Beynin ürettiği bu “RUH” adı verilen dalga beden, dört veya üç katlı olarak incelenebilir.
Bizim araştırma ve tetkiklerimize göre, kısaca “RUH” denilen “insan ruhu”, üç veya dört kısımda meydana gelmektedir.
1. Taşıyıcı dalgalar (Ruh)... Holografik görüntülü dalga beden.
2. “Antiçekim” özellikli dalgalardan oluşan yük.
3. Pozitif enerji yükü (enerji dalgası - Nûr).
4. Bellek dalgaları.
1. TAŞIYICI DALGALAR (RUH)
Taşıyıcı ruh; insanın sonsuza dek yaşamını, varlığını sürdürmesine sebep olan esas dalga hammaddeli yapıdır. Görüntüsü “holografik” bir şekildir. Çeşitli sebeplerle ve şekillerde deforme olsa dahi, daha sonraki aşamada tekrar eski hâline dönebilme özelliklerine sahiptir.

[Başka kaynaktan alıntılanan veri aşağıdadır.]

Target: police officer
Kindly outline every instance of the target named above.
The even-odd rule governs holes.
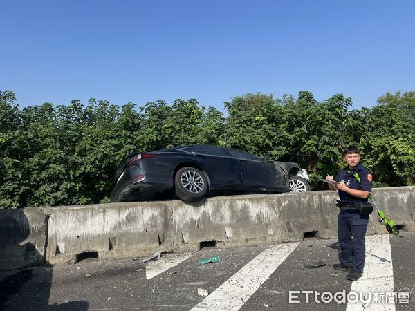
[[[365,266],[365,236],[370,213],[362,213],[362,206],[368,205],[367,198],[372,188],[372,176],[366,167],[360,164],[360,154],[356,147],[346,148],[343,159],[347,167],[342,169],[334,179],[339,183],[329,184],[331,190],[339,191],[340,198],[338,204],[340,207],[338,216],[340,263],[333,265],[333,267],[349,272],[346,279],[356,281],[362,276]],[[333,180],[333,178],[328,176],[326,179]]]

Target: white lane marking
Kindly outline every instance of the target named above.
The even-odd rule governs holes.
[[[351,292],[364,293],[365,300],[369,297],[371,303],[366,308],[362,303],[348,303],[347,311],[362,310],[395,310],[392,297],[387,293],[394,292],[394,270],[389,234],[374,235],[366,237],[366,258],[363,276],[351,284]],[[376,300],[376,296],[378,299]]]
[[[194,255],[194,253],[167,254],[145,266],[145,277],[147,280],[172,268],[183,261]]]
[[[270,246],[192,310],[239,310],[299,245],[295,242]]]

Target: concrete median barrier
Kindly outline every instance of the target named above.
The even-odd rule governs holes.
[[[162,202],[53,207],[50,212],[46,258],[52,265],[173,251]]]
[[[0,210],[0,270],[45,263],[47,220],[41,208]]]
[[[415,187],[373,194],[387,218],[415,231]],[[3,210],[0,269],[336,238],[337,199],[324,191]],[[367,234],[386,232],[370,218]]]

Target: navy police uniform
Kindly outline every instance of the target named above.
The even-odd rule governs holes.
[[[359,182],[353,176],[357,173],[360,178]],[[342,181],[351,189],[371,191],[372,176],[371,172],[361,164],[353,170],[349,167],[342,169],[336,176],[335,181]],[[340,211],[338,216],[338,233],[340,252],[339,260],[343,265],[352,267],[358,273],[362,273],[365,266],[365,236],[369,222],[369,215],[360,216],[359,210],[352,209],[360,202],[367,202],[339,190]]]

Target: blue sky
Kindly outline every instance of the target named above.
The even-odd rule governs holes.
[[[90,97],[341,93],[353,108],[415,89],[412,1],[6,0],[0,89],[21,108]]]

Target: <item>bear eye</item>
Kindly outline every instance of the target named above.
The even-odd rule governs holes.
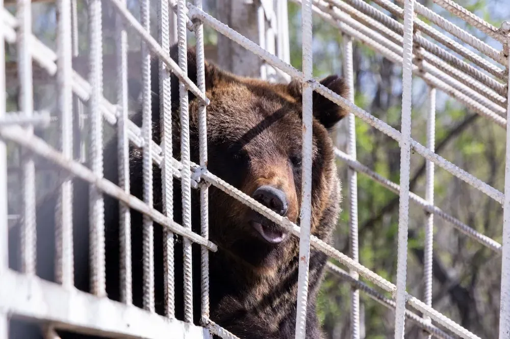
[[[247,163],[249,160],[248,153],[241,147],[233,145],[228,150],[231,156],[238,164]]]

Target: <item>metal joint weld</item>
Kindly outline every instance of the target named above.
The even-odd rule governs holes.
[[[204,185],[207,187],[211,186],[210,182],[202,180],[202,176],[207,172],[207,167],[205,166],[200,166],[191,169],[191,180],[197,184],[198,187]]]

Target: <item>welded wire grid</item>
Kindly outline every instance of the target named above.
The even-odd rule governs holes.
[[[175,293],[173,277],[173,239],[174,233],[184,237],[183,253],[185,263],[184,295],[185,321],[192,319],[192,298],[191,269],[191,243],[201,245],[201,323],[211,333],[223,338],[236,337],[215,324],[209,317],[209,275],[207,267],[208,251],[216,251],[217,248],[208,240],[208,186],[213,185],[226,193],[244,203],[270,220],[290,231],[300,238],[298,288],[296,307],[296,338],[305,337],[306,309],[308,295],[308,280],[309,254],[311,246],[321,251],[334,259],[349,270],[343,271],[339,267],[329,263],[328,269],[352,285],[351,294],[351,335],[359,337],[359,292],[368,295],[381,304],[395,309],[395,337],[403,337],[404,322],[413,322],[429,335],[437,337],[449,338],[458,335],[464,338],[477,338],[462,326],[441,314],[431,307],[431,258],[432,253],[432,235],[434,216],[447,221],[449,224],[464,234],[487,246],[503,256],[501,278],[501,310],[499,321],[500,338],[508,337],[510,334],[510,166],[507,165],[505,180],[505,192],[501,192],[491,187],[477,178],[458,168],[451,162],[434,152],[434,130],[435,96],[440,90],[455,98],[467,107],[506,128],[507,148],[505,161],[510,163],[510,137],[506,117],[510,113],[508,102],[510,101],[508,90],[509,71],[508,45],[510,43],[510,24],[505,23],[497,29],[463,8],[451,0],[434,0],[437,5],[458,16],[468,24],[501,43],[502,50],[495,49],[475,38],[454,24],[414,0],[398,0],[400,7],[389,0],[374,0],[378,6],[400,19],[403,23],[393,19],[375,6],[362,0],[292,0],[301,6],[302,30],[303,69],[300,71],[289,64],[288,32],[287,31],[287,2],[276,0],[276,2],[261,1],[260,3],[259,18],[260,39],[252,42],[226,25],[218,21],[201,8],[201,2],[195,0],[193,4],[184,0],[162,2],[158,11],[160,36],[159,42],[148,33],[149,26],[147,10],[148,0],[141,2],[141,22],[139,22],[126,7],[125,0],[110,0],[116,10],[120,19],[117,26],[116,55],[117,66],[117,96],[116,104],[109,102],[104,97],[102,78],[102,35],[99,0],[91,0],[89,5],[89,40],[90,43],[90,71],[89,78],[85,80],[70,67],[70,57],[77,55],[76,1],[59,0],[58,43],[59,48],[56,53],[45,46],[31,32],[30,3],[18,0],[16,14],[13,16],[3,7],[3,30],[0,36],[10,44],[16,44],[18,48],[18,66],[21,86],[19,112],[6,112],[5,98],[5,71],[3,44],[0,48],[0,158],[6,157],[5,140],[10,140],[21,146],[26,151],[42,156],[64,170],[72,173],[91,184],[91,213],[92,225],[90,256],[92,263],[91,286],[92,292],[97,296],[105,293],[105,253],[104,253],[104,211],[103,195],[116,197],[121,203],[120,208],[121,258],[121,300],[123,305],[118,304],[106,306],[104,299],[90,299],[85,294],[73,292],[70,294],[66,287],[72,286],[72,234],[70,223],[71,209],[68,198],[72,194],[72,186],[69,182],[62,184],[60,191],[57,229],[58,241],[58,281],[62,285],[60,288],[54,284],[43,281],[35,276],[35,187],[33,161],[27,157],[23,163],[23,221],[21,225],[22,267],[24,274],[18,274],[7,269],[7,168],[6,161],[0,161],[0,194],[5,199],[0,199],[0,338],[7,337],[7,316],[14,314],[39,320],[52,319],[59,324],[70,326],[91,327],[97,331],[105,331],[144,337],[158,337],[168,331],[179,330],[190,335],[208,337],[207,331],[201,331],[196,326],[181,326],[178,322],[162,321],[154,314],[138,313],[129,305],[131,303],[131,272],[130,261],[126,258],[131,252],[129,234],[130,217],[129,208],[142,212],[144,215],[144,307],[154,311],[154,258],[151,256],[151,238],[152,237],[152,223],[155,221],[165,228],[167,241],[165,246],[165,271],[168,276],[165,280],[165,309],[166,316],[173,316],[173,298]],[[0,0],[2,1],[2,0]],[[165,3],[163,4],[163,3]],[[170,13],[169,13],[170,12]],[[178,42],[178,60],[176,63],[169,58],[168,46],[171,37],[168,33],[169,22],[176,16],[177,37]],[[276,13],[276,15],[275,15]],[[464,43],[475,48],[473,52],[464,45],[453,41],[438,29],[416,17],[418,13],[426,17],[438,27],[458,38]],[[345,76],[349,87],[348,97],[342,98],[319,83],[312,77],[313,57],[312,17],[315,15],[337,27],[344,35]],[[173,18],[175,18],[175,16]],[[72,18],[72,20],[71,20]],[[269,25],[267,25],[269,22]],[[129,120],[126,103],[126,32],[124,25],[130,25],[137,32],[142,42],[143,68],[143,126],[139,128]],[[242,192],[236,189],[228,183],[208,171],[206,167],[207,130],[206,111],[209,100],[205,95],[203,69],[203,25],[207,25],[218,33],[252,51],[265,62],[261,69],[261,76],[269,78],[272,71],[284,79],[294,78],[302,82],[303,87],[303,178],[300,211],[301,223],[299,225],[271,211]],[[266,27],[266,25],[269,27]],[[187,77],[187,45],[186,31],[195,32],[198,67],[198,81],[193,83]],[[72,32],[72,39],[67,36]],[[274,34],[277,33],[276,43]],[[444,45],[424,38],[423,35]],[[402,130],[398,131],[384,122],[356,106],[353,102],[351,53],[352,41],[360,42],[369,46],[389,60],[403,66],[403,93],[402,97]],[[72,48],[70,48],[72,46]],[[34,47],[35,46],[35,47]],[[277,50],[275,51],[276,47]],[[35,51],[38,50],[36,53]],[[162,97],[162,111],[170,109],[169,78],[166,69],[172,71],[180,80],[179,93],[181,102],[181,161],[173,157],[171,153],[171,121],[163,115],[162,129],[163,138],[161,145],[151,140],[150,72],[148,53],[151,52],[160,60],[159,65],[161,81],[160,92]],[[454,53],[462,56],[456,56]],[[491,61],[481,56],[484,54]],[[59,111],[62,119],[61,149],[49,146],[42,139],[34,135],[33,127],[38,120],[33,109],[32,94],[32,62],[39,64],[51,75],[57,75],[59,84]],[[270,68],[269,67],[270,66]],[[269,71],[268,71],[269,70]],[[268,74],[268,73],[269,73]],[[412,138],[411,136],[411,79],[414,75],[423,79],[429,87],[427,116],[427,145],[424,146]],[[190,140],[188,111],[187,91],[195,94],[199,101],[199,134],[200,147],[199,163],[196,164],[190,159]],[[73,140],[70,131],[79,122],[73,117],[71,107],[71,91],[80,100],[88,106],[90,119],[91,144],[90,157],[92,166],[89,169],[72,160]],[[349,137],[348,153],[336,150],[336,154],[349,167],[348,187],[350,214],[349,229],[352,245],[351,253],[348,256],[324,243],[310,234],[310,213],[311,190],[311,122],[312,95],[313,91],[318,92],[347,109],[350,113],[348,118]],[[13,123],[15,117],[17,121]],[[9,117],[10,117],[10,118]],[[379,130],[397,141],[401,148],[400,183],[398,185],[384,178],[365,166],[356,160],[355,136],[354,133],[355,117]],[[102,178],[103,164],[103,119],[108,123],[118,126],[118,158],[119,162],[119,186]],[[15,120],[15,119],[14,119]],[[27,127],[28,126],[28,127]],[[80,142],[81,142],[81,141]],[[130,194],[128,145],[131,142],[144,149],[143,158],[143,201]],[[426,196],[423,199],[410,192],[409,170],[410,152],[413,149],[416,153],[424,156],[427,160],[426,167]],[[152,204],[152,164],[161,166],[163,170],[163,213],[155,210]],[[476,231],[461,221],[448,215],[434,205],[434,172],[435,165],[446,170],[452,175],[478,189],[490,197],[503,205],[503,243]],[[378,276],[358,262],[357,238],[357,201],[356,196],[356,173],[366,175],[380,183],[388,189],[398,192],[400,196],[399,210],[398,248],[397,250],[397,272],[396,284]],[[182,180],[183,202],[183,225],[173,221],[172,195],[172,178]],[[191,230],[190,200],[191,190],[200,191],[201,234],[196,234]],[[1,197],[0,197],[1,198]],[[409,221],[409,202],[417,204],[427,213],[424,224],[426,230],[425,245],[425,293],[423,300],[411,296],[406,292],[406,271],[407,234]],[[390,293],[392,298],[385,297],[380,292],[368,287],[359,278],[368,280],[382,291]],[[14,289],[16,291],[14,291]],[[13,292],[14,293],[13,293]],[[58,307],[52,307],[45,295],[52,297],[68,298],[82,303],[92,309],[103,308],[109,310],[108,321],[99,316],[73,317]],[[31,298],[28,298],[29,296]],[[34,297],[35,296],[35,297]],[[44,305],[46,307],[41,307]],[[407,306],[414,309],[406,309]],[[99,307],[99,308],[98,308]],[[106,307],[106,308],[105,308]],[[115,311],[112,312],[112,311]],[[417,315],[415,311],[422,314]],[[106,311],[105,311],[106,312]],[[120,316],[118,315],[120,315]],[[97,315],[95,315],[97,316]],[[97,319],[94,320],[94,319]],[[125,326],[126,319],[131,325]],[[148,325],[148,324],[150,325]],[[56,325],[55,325],[56,326]],[[53,331],[53,329],[50,330]],[[185,337],[188,337],[187,336]],[[196,337],[190,336],[189,337]]]

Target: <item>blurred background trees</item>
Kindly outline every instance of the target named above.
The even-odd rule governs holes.
[[[88,49],[87,2],[87,0],[78,2],[80,56],[75,60],[73,65],[75,69],[81,70],[80,73],[84,76],[86,76]],[[472,27],[468,27],[463,21],[452,18],[445,11],[434,5],[431,0],[420,0],[419,2],[450,19],[461,27],[467,29],[495,48],[501,49],[500,45],[490,38],[487,38]],[[510,5],[507,0],[457,0],[457,2],[496,27],[499,26],[503,20],[510,17]],[[128,3],[134,14],[139,16],[138,2],[128,0]],[[153,36],[157,38],[157,7],[156,2],[152,3],[151,30]],[[235,17],[236,13],[230,13],[227,10],[226,6],[232,5],[230,1],[207,0],[204,3],[206,11],[237,29],[236,22],[227,22],[230,20],[229,18],[233,16]],[[244,6],[251,5],[247,4]],[[14,13],[13,6],[8,8]],[[116,19],[113,9],[108,2],[103,2],[103,8],[105,53],[113,55],[115,46]],[[300,7],[289,2],[288,11],[291,63],[300,69]],[[248,17],[252,15],[256,19],[256,10],[247,12]],[[34,34],[47,45],[55,48],[54,6],[50,3],[34,4],[33,15]],[[251,30],[250,34],[256,35],[256,30],[252,29],[252,22],[249,22],[249,20],[246,22],[246,27],[239,26],[239,30],[245,30],[241,33],[246,34]],[[205,26],[205,29],[207,55],[218,63],[226,65],[224,56],[219,57],[220,53],[216,48],[219,42],[224,42],[225,39],[209,27]],[[192,44],[193,34],[189,34],[192,39],[190,44]],[[249,37],[258,42],[256,35]],[[130,67],[130,72],[133,72],[130,75],[132,96],[130,108],[134,110],[138,104],[139,94],[138,81],[140,77],[136,74],[140,72],[140,65],[139,63],[136,62],[136,54],[139,50],[140,41],[135,34],[129,34],[129,41],[130,49],[135,55],[130,56],[130,65],[133,65]],[[321,22],[314,15],[314,76],[321,77],[332,73],[342,73],[342,36],[338,30],[328,23]],[[11,47],[7,51],[8,73],[11,74],[10,77],[8,77],[11,81],[8,84],[9,95],[8,110],[14,110],[17,85],[14,69],[12,65],[9,66],[9,63],[15,60],[15,50]],[[243,55],[243,58],[250,57],[247,54]],[[400,130],[401,67],[355,41],[354,55],[356,104]],[[107,63],[105,59],[105,65]],[[37,68],[34,69],[37,72]],[[114,72],[105,76],[104,87],[105,96],[113,101],[116,91],[115,67],[105,66],[105,72],[109,70]],[[43,72],[40,73],[40,78],[38,78],[39,80],[35,82],[35,108],[47,109],[54,113],[56,111],[55,85],[44,78],[42,74]],[[422,80],[415,78],[413,89],[412,136],[425,145],[427,87]],[[439,91],[437,93],[436,152],[503,191],[504,130],[466,109],[443,93]],[[86,119],[86,116],[83,118]],[[345,122],[341,123],[339,126],[339,133],[334,136],[338,147],[343,151],[346,150],[345,125]],[[400,166],[398,144],[359,120],[356,120],[356,128],[359,160],[398,183]],[[49,136],[49,139],[54,139],[50,137],[50,135],[54,133],[52,131],[55,131],[55,129],[49,128],[39,132]],[[18,171],[16,164],[19,159],[17,154],[16,148],[11,146],[9,153],[9,181],[10,188],[12,189],[9,192],[9,213],[13,218],[19,212],[16,207],[20,206],[17,203],[19,190],[13,188],[18,182]],[[345,182],[347,167],[340,161],[338,166],[339,174]],[[424,197],[424,159],[421,156],[413,155],[411,167],[411,190]],[[40,196],[45,190],[50,189],[54,182],[48,179],[50,177],[50,174],[40,171],[38,176],[41,179],[38,181],[38,195]],[[337,248],[346,253],[349,251],[348,189],[347,185],[344,185],[343,209],[338,221],[334,244]],[[360,262],[378,274],[394,282],[397,262],[398,196],[360,174],[358,199]],[[501,206],[437,166],[435,200],[435,205],[446,213],[481,233],[501,242],[503,210]],[[412,294],[421,298],[423,289],[424,225],[426,215],[422,209],[412,202],[410,213],[407,288]],[[500,257],[460,234],[438,218],[435,218],[434,227],[433,307],[481,337],[496,337],[499,314]],[[318,312],[328,338],[349,337],[350,289],[348,284],[326,273],[319,298]],[[364,337],[371,339],[393,337],[393,312],[372,301],[363,293],[361,296],[362,321],[365,328],[365,333],[362,334],[364,334]],[[418,337],[419,330],[412,323],[407,322],[406,324],[406,337]]]

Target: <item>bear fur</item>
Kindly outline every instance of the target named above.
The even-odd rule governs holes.
[[[177,62],[176,45],[170,56]],[[188,74],[196,83],[194,49],[188,52]],[[158,61],[151,65],[153,138],[159,144],[160,102]],[[299,224],[301,199],[301,86],[273,84],[260,79],[237,76],[206,63],[206,86],[210,104],[207,107],[208,163],[213,174],[252,195],[263,185],[277,187],[288,202],[285,216]],[[342,79],[328,76],[321,83],[345,96]],[[199,163],[198,102],[189,96],[191,160]],[[178,80],[171,75],[173,155],[180,159]],[[329,243],[338,217],[341,200],[332,141],[328,130],[345,116],[340,106],[314,92],[313,96],[313,163],[312,182],[312,233]],[[132,120],[141,127],[141,113]],[[104,176],[117,184],[117,139],[105,145]],[[131,193],[142,200],[142,150],[130,146]],[[161,170],[154,167],[154,207],[162,211]],[[88,292],[89,185],[74,178],[73,183],[73,250],[74,284]],[[278,244],[265,242],[249,223],[260,217],[238,200],[211,185],[209,193],[209,237],[218,246],[210,252],[210,318],[240,338],[286,339],[294,337],[299,256],[298,239],[288,235]],[[37,275],[55,281],[55,207],[58,190],[39,204],[37,209]],[[181,183],[173,181],[174,220],[182,224]],[[198,190],[192,189],[192,223],[200,233]],[[119,301],[120,255],[119,203],[104,195],[106,291],[108,297]],[[282,231],[268,220],[271,230]],[[10,232],[10,264],[19,269],[19,225]],[[163,239],[162,227],[154,223],[155,296],[156,310],[164,315]],[[133,302],[142,305],[142,217],[131,210]],[[184,319],[183,239],[174,237],[175,317]],[[194,322],[200,323],[200,247],[193,244],[193,281]],[[311,248],[307,337],[323,335],[316,313],[316,298],[322,281],[326,255]],[[39,330],[26,324],[11,321],[11,336],[31,339],[42,337]],[[83,335],[59,331],[62,338],[84,338]]]

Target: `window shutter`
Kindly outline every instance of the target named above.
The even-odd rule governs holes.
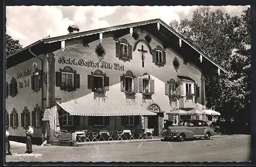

Esas itibarıyla, fizik bedenin karşılığıdır. Şekli, görünüşü, ayrıldığı andaki fizik bedenin aynıdır. Ancak, fizik bedende bir kaza ile mesela bir kol veya bacak kesilmiş ise, o kol veya bacak daha önceden var olduğu ve bu durum da ruha yansıdığı için, bu kesilmeden dolayı ruh bedende böyle bir eksiklik görülmez.
Günümüz modasıyla “uzaylı” varlıklar denilen “cin”lerin bedeniyle insanın bu taşıyıcı ruhu, aynı yapısal özelliklere sahiptir.
2. “ANTİÇEKİM” DALGALARI
Bugüne kadar genelde hep kapalı geçilen bir husustur... Bu konuyla ilgili Hz. Rasûlullâh (aleyhisselâm)’ın açıklamalarını ileride “KADER” bölümünde anlatacağız.
Cenindeki beyin çekirdeği 120. günde çok çok önemli bir tesir ile karşı karşıyadır. Hatta bir insan için varlığın en önemli olayı bu anda cereyan etmektedir, cümlesini çok rahatlıkla söyleyebilirim.
Zira...
O anda beyin çekirdeğine isâbet eden kozmik ışınlar, şayet beyinde bir devreyi faaliyete geçirirse, bu takdirde beyin “ANTİÇEKİM” dalgaları üretmeye başlayacaktır.
Beynin ürettiği bu “antiçekim” dalgaları, “taşıyıcı ruh” dediğimiz dalga yapı üzerine yüklenmiş olarak üretilir.
Bir diğer ifade şekliyle...
Şayet beyinde, 120. günde “antiçekim” dalgaları üretim devresi açılmış ise, bu kişinin ruhu dediğimiz taşıyıcı dalgalar, “antiçekim” dalgaları ile yüklenmiş olarak beden örgüsünü oluşturur. Yok, eğer “antiçekim” dalgaları devresi açılmaz ise, bu defa “ruh” dediğimiz “taşıyıcı dalgalar” sadece kendi başlarına meydana gelirler.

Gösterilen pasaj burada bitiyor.